Wipe hands dry. Open the net. Check the references. “Yes, Sir!”
“He is going to need some more tests to confirm this condition. He cannot afford. I have written a letter for him to show to his employer, they may sponsor. Or we should look into charity. He will come to you, send me all the reports. Then maybe we will report this”. © Dr. Rajas Deshpande
Thank God there was no skinning! I must complete reading the reference right now! Done.
Standing there, dripping all over, I realised how much I enjoyed the “Fun” in learning, What a feeling! Eureka!
That whole day, my spiky hair may have offended many who met me, and I had no explanation. Most patients graciously forgive their doctors’ weird appearances, sentences and even some spurts of absent minded stupidity, the senior the more.
Once this very Professor was to be the internal examiner for my senior batch, and I was supposed to present him cases to be selected for the final DM Neurology exams. Terror reigned. Our best case was a Huntington’s Disease patient, and I had studied day and night the whole prior week about that and other cases. © Dr. Rajas Deshpande
He sat in the ward side room.
Trembling, I called in the patient. The patient walked in about four steps till the examination bed, and sat upon it. It was less than ten seconds that the patient was in the room.
Just before I opened my mouth, Professor said plainly “Huntington’s is too short a case for DM. Keep him in reserve. Get the next case”. I felt like being shot before even entering the battlefield!

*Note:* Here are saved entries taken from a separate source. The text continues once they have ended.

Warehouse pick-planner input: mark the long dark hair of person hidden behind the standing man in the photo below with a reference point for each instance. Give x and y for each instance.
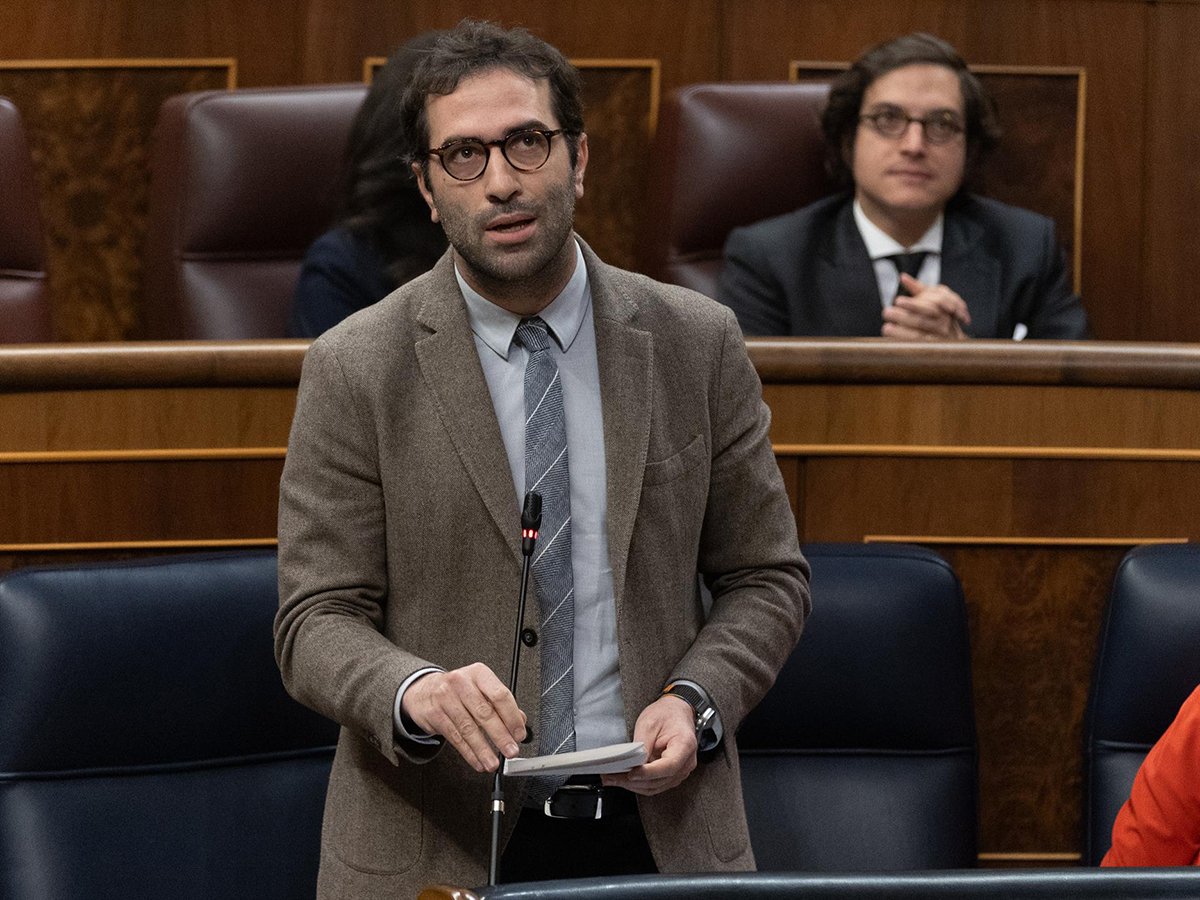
(381, 202)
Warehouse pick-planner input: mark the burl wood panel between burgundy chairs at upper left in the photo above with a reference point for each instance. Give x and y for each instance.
(89, 131)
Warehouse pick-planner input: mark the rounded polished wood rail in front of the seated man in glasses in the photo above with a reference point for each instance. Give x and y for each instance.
(877, 361)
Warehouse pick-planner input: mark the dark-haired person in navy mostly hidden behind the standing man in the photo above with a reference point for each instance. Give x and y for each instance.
(385, 236)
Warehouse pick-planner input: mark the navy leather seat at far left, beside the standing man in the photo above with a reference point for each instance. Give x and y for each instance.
(148, 748)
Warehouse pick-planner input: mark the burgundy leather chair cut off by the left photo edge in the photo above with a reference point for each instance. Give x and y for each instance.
(25, 299)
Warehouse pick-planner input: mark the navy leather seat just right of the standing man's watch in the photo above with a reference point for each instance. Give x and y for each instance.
(863, 755)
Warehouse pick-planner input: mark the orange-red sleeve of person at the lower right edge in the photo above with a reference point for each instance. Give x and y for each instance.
(1160, 825)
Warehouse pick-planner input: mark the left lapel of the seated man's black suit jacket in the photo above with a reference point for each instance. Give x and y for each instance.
(847, 289)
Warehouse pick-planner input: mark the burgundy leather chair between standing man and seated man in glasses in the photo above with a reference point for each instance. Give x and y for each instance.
(728, 155)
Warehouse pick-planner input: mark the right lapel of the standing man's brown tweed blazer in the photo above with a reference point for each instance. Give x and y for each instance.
(626, 358)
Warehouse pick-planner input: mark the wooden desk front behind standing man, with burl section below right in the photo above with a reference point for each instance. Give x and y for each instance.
(1033, 469)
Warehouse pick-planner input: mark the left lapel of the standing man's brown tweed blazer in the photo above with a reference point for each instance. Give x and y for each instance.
(452, 370)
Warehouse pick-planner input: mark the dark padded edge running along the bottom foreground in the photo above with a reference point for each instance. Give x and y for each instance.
(1033, 885)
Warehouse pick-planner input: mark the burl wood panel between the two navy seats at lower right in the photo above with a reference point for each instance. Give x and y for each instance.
(1035, 616)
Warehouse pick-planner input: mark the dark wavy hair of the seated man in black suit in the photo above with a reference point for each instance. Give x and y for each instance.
(841, 118)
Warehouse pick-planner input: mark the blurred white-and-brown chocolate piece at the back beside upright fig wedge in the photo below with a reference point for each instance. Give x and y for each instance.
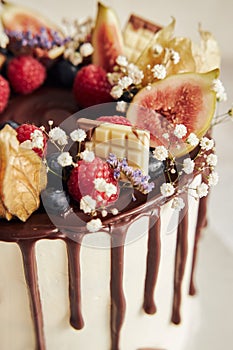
(137, 35)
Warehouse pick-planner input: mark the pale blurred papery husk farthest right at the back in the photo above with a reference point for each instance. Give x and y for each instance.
(207, 53)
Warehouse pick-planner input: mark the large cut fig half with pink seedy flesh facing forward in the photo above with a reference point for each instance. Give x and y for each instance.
(186, 98)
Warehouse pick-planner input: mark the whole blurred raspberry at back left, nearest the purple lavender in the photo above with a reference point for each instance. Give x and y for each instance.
(26, 74)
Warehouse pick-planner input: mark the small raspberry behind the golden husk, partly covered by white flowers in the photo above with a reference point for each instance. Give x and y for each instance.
(24, 133)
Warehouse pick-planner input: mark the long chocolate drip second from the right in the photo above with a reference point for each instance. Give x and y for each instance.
(180, 261)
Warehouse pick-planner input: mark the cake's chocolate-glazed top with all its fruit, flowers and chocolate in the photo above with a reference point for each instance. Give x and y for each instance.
(144, 101)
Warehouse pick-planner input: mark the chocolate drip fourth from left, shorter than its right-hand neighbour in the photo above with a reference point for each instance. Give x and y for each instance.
(153, 262)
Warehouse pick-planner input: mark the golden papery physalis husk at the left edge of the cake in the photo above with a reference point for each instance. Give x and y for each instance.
(22, 176)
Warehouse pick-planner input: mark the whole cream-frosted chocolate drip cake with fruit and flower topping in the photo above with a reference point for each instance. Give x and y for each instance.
(109, 267)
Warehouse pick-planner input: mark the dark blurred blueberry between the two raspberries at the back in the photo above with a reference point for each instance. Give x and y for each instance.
(63, 73)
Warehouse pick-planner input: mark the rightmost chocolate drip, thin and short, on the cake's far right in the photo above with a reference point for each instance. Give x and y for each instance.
(201, 223)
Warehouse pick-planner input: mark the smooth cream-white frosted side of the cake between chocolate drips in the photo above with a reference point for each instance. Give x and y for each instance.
(95, 296)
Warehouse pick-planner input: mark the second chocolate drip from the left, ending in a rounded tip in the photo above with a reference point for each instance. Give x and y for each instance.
(73, 252)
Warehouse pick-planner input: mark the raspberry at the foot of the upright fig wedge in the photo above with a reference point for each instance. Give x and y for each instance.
(91, 86)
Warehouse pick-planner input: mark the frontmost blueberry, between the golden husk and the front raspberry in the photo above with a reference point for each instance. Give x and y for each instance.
(55, 201)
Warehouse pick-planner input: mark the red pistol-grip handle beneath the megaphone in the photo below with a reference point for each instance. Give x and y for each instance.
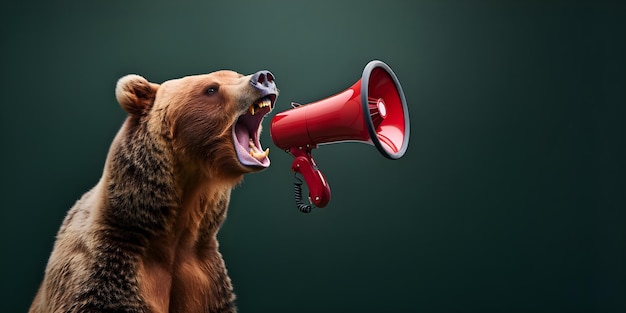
(319, 190)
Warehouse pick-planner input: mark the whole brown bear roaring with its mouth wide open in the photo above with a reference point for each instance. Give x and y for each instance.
(143, 239)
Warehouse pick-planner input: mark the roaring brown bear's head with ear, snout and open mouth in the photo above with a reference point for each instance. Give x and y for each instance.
(210, 122)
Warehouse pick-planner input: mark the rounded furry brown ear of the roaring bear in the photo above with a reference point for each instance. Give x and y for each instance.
(135, 94)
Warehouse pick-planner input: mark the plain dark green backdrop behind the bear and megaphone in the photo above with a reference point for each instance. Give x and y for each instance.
(510, 198)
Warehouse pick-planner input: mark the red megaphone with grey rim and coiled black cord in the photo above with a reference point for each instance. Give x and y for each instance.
(372, 111)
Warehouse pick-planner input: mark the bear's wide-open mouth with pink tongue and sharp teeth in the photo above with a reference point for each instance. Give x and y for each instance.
(247, 130)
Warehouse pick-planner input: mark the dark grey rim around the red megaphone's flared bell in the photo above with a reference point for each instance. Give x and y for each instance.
(367, 71)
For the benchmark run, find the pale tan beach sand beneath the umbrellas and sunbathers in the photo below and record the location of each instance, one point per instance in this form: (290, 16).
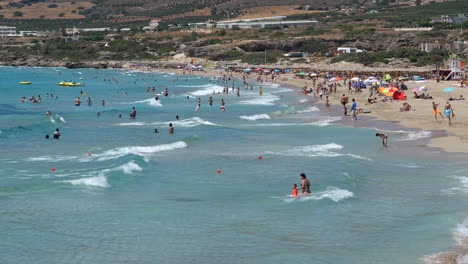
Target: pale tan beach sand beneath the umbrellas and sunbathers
(454, 140)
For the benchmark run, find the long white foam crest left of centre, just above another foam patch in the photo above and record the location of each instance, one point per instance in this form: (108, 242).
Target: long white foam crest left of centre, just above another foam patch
(138, 150)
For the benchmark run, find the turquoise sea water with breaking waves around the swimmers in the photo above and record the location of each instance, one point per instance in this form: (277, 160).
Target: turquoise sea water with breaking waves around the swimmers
(142, 197)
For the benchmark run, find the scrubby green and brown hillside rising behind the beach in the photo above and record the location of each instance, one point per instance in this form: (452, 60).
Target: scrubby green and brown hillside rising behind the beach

This professor was my examiner too, for my DM final exams. His genius was scary, his comments deadly. Just as I came out after the final viva, I received a money order sent by mom. As I stood counting the money outside the exam ward, this Professor came out. Looking at me counting the money, he smiled big. © Dr. Rajas Deshpande
“Already planning a party haan?” he kept his hand upon my shoulder.
Frightened, I explained that it was just a regular money order from home.
“You will need extra money this time” he said and walked away.
My heart turned into a boombox.
My palpitations stopped only when someone told me after two hours that I had topped the exams. The whole world paused in my mind to salute three years of extreme hard work, the run of umpteen sacrifices: that of youth, food, sleep, life, enjoyment, relationships, and everything that is “normal human need”.
Of all the qualities that make a genuine doctor, the Nerdiness is probably the most undervalued one. What a doctor appears to speak or write or decide on the spur of the moment is actually the product of years of study, research and hard work, with umpteen experiences that add to the thinking process. © Dr. Rajas Deshpande
It is this same Nerdiness that saves many a doctors from the depression and other mental stresses that their life offers on a daily basis. I love reading my subject at least two hours every night, and I know many doctors who are “lost” in the quest of knowing more and more. All the humanity, compassion, social service, charity, respect and earnings on one side, it is sometimes only this “thirst of knowledge” that makes us forget the umpteen festivals, celebrations and other happy things of life we keep on missing.
Like the soldiers on the border, thousands of doctors spend their Diwalis and Christmases and Eids and Baisakhis in hospitals, tending to the care of the sick and suffering, drinking the poisons of allegations and anger. One sure-shot medicine for this is studying.
For their Festival of Lights is in the service of the suffering, and their celebration is saving life. The fire comes from their quest for knowledge. They burn colourfully to make others smile again!
Happy Diwali to all the Patients, Doctors, Medical Students, Nurses, Paramedical staff, Pharmacists, Medical Representatives, Technicians, Wardboys, Reception and other staff, Mamas, Mausis, Security staff and all those who are connected to the healthcare industry!